Countering this regret, there was a tremendous relief. Som-Som was glad th
at Rawra Chin had not allowed Herself to become a prisoner of the terrible gravity that the House possessed, and for this reason alone she hoped that luck would take the performer far beyond those walls that curved like gray, embracing arms.
The sound of the pale yellow door opening was jewel-sharp in the silent morning, and Som-Som leaned out from her balcony a little to watch the elegant, crimson-bandaged figure step out onto the cold black flagstones, where the chill of the night had left a faint dusting of frost.
To Som-Som, who had not enjoyed the perception of depth since her ninth year, it seemed that a self-propelling droplet of blood had leaked from a pale yellow gash in the skin of the House to roll across the frost-flecked black disk of the courtyard, trickling slowly toward the arch on the opposite side. Occasionally, a two-dimensional white hand would become visible, depending upon the perspective, a cream petal bobbing briefly to the surface of the red blot before vanishing again.
As the bead of crimson progressed across the yard, it became something that a person without her affliction would recognize as a human being.
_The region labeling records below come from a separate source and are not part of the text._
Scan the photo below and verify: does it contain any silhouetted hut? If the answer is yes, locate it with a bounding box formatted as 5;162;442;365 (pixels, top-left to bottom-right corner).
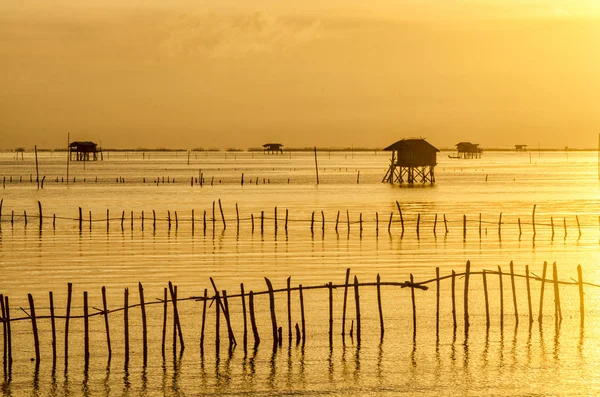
448;142;482;159
382;138;439;184
263;143;283;154
69;141;103;161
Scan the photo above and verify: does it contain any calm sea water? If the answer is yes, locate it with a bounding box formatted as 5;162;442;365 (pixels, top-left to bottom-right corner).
0;152;600;395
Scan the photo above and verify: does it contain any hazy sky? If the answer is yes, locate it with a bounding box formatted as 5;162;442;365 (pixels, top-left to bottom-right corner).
0;0;600;149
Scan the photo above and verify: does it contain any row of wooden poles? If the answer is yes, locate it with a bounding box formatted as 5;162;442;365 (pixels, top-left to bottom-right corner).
2;171;296;189
0;199;600;239
0;261;600;374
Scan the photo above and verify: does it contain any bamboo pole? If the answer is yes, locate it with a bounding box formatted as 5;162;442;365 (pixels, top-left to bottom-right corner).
327;282;333;347
200;284;207;357
538;261;548;324
464;261;471;333
525;265;533;326
498;266;504;327
298;284;306;345
219;199;227;230
315;146;319;185
123;288;129;366
354;276;360;346
396;200;404;236
27;294;40;367
138;283;148;367
48;291;56;362
510;261;519;325
552;262;562;322
102;286;112;362
265;277;278;349
410;273;417;339
452;270;456;331
83;291;90;368
286;277;292;344
481;270;490;329
248;291;260;347
577;265;585;328
64;283;73;371
161;288;168;359
240;283;248;351
342;268;350;338
377;273;385;341
435;267;440;336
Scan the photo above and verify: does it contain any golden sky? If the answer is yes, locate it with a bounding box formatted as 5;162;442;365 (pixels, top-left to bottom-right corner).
0;0;600;149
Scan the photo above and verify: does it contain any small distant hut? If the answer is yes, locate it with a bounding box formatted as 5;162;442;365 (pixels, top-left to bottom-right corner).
448;142;483;159
382;138;439;184
69;141;104;161
263;143;283;154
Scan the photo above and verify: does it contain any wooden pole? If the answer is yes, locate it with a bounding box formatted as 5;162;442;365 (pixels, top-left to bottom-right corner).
123;288;129;365
138;283;148;367
4;296;10;368
377;273;385;341
481;270;490;329
248;291;260;347
38;200;42;230
435;267;440;336
298;284;306;345
342;268;350;338
287;277;292;344
27;294;40;367
162;288;168;359
83;291;90;368
464;261;471;333
315;146;319;185
48;291;56;368
265;277;278;349
452;270;456;331
327;282;333;347
396;200;404;235
577;265;585;328
200;284;207;356
354;276;360;346
240;283;248;351
510;261;519;325
34;145;40;189
410;273;417;339
552;262;562;322
64;283;73;371
531;204;537;239
102;286;112;361
525;265;533;326
538;261;548;324
498;266;504;327
219;199;227;230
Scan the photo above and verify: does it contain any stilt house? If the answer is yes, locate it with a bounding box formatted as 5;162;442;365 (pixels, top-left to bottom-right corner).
450;142;482;159
382;138;439;185
69;141;103;161
263;143;283;154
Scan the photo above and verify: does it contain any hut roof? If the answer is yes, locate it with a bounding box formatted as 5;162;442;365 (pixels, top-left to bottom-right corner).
69;141;97;147
383;138;439;152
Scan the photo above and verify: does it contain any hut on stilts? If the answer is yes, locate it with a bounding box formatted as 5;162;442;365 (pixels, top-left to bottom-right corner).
263;143;283;154
382;138;439;185
69;141;104;161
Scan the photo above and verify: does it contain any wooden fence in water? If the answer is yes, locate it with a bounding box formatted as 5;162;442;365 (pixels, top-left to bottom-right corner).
0;261;600;375
0;199;600;240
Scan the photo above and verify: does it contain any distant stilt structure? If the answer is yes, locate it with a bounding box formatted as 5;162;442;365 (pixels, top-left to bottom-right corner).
382;138;439;185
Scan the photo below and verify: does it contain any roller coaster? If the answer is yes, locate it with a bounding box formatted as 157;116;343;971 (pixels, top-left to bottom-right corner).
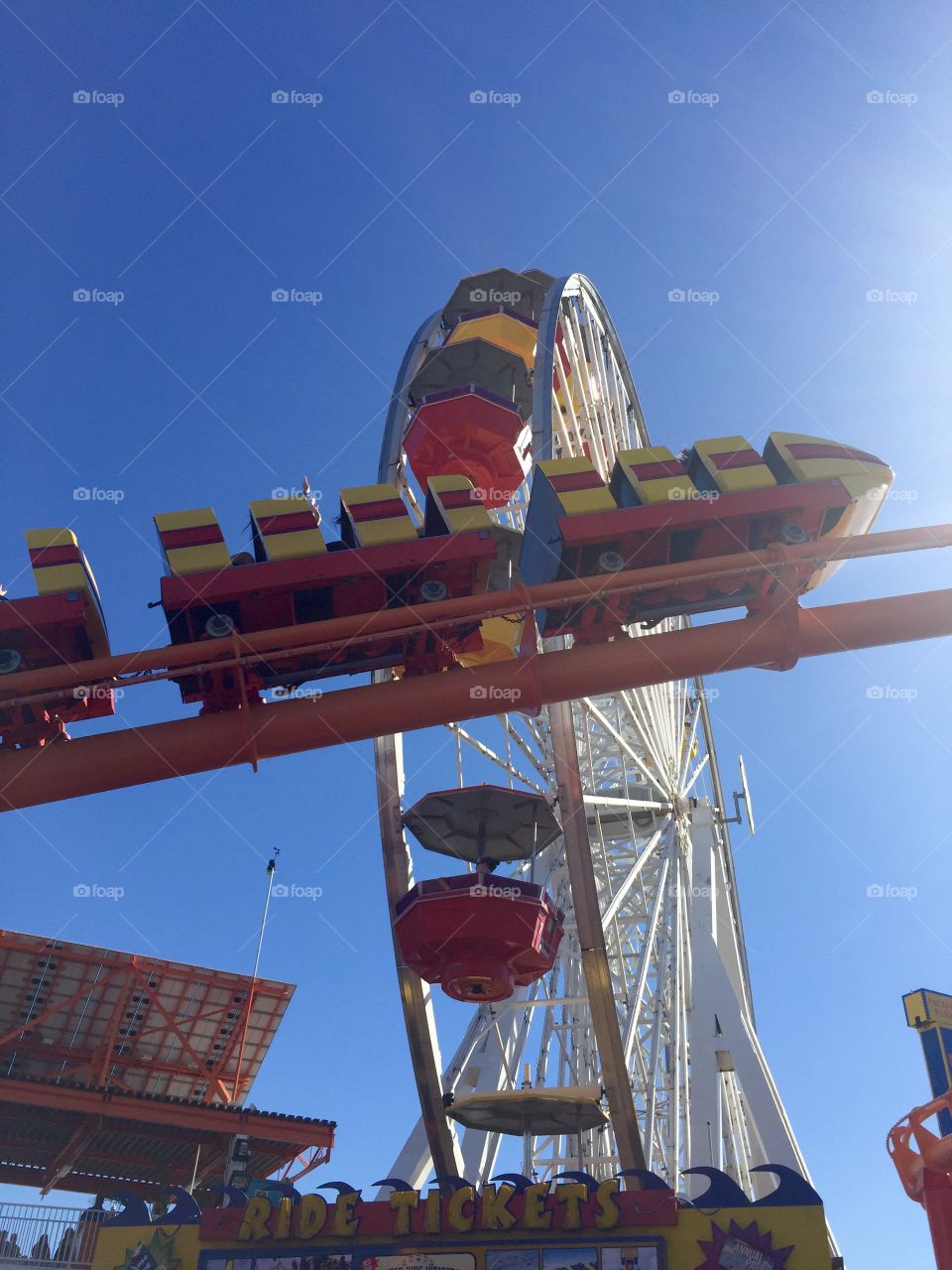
0;269;952;1270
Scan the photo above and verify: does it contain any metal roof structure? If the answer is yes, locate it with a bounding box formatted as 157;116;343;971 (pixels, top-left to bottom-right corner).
0;931;335;1193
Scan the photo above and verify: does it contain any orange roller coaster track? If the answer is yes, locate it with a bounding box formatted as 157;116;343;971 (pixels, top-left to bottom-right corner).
0;525;952;811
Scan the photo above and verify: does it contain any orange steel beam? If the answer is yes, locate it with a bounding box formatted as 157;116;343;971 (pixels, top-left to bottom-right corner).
0;525;952;706
0;590;952;809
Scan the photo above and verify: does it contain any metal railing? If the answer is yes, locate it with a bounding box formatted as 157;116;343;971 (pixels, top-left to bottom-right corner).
0;1204;105;1270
The figure paused at a point halfway across the courtyard and turned, tilting back its head to gaze directly at Som-Som, as if it had been aware of the half-masked woman's scrutiny since first setting foot outside the pale yellow door. From out of the redness, a face swam into view.
Foral Yatt stared up into Som-Som's eyes, both the one that blinked and the one that could not.
His expression seemed furtive for an instant, tinged with a guilt that Som-Som found disturbingly familiar, and then he smiled. Long seconds passed unrecorded while their eyes remained locked, and then he turned and continued across the wide circle of jet, passing out through the high stone archway.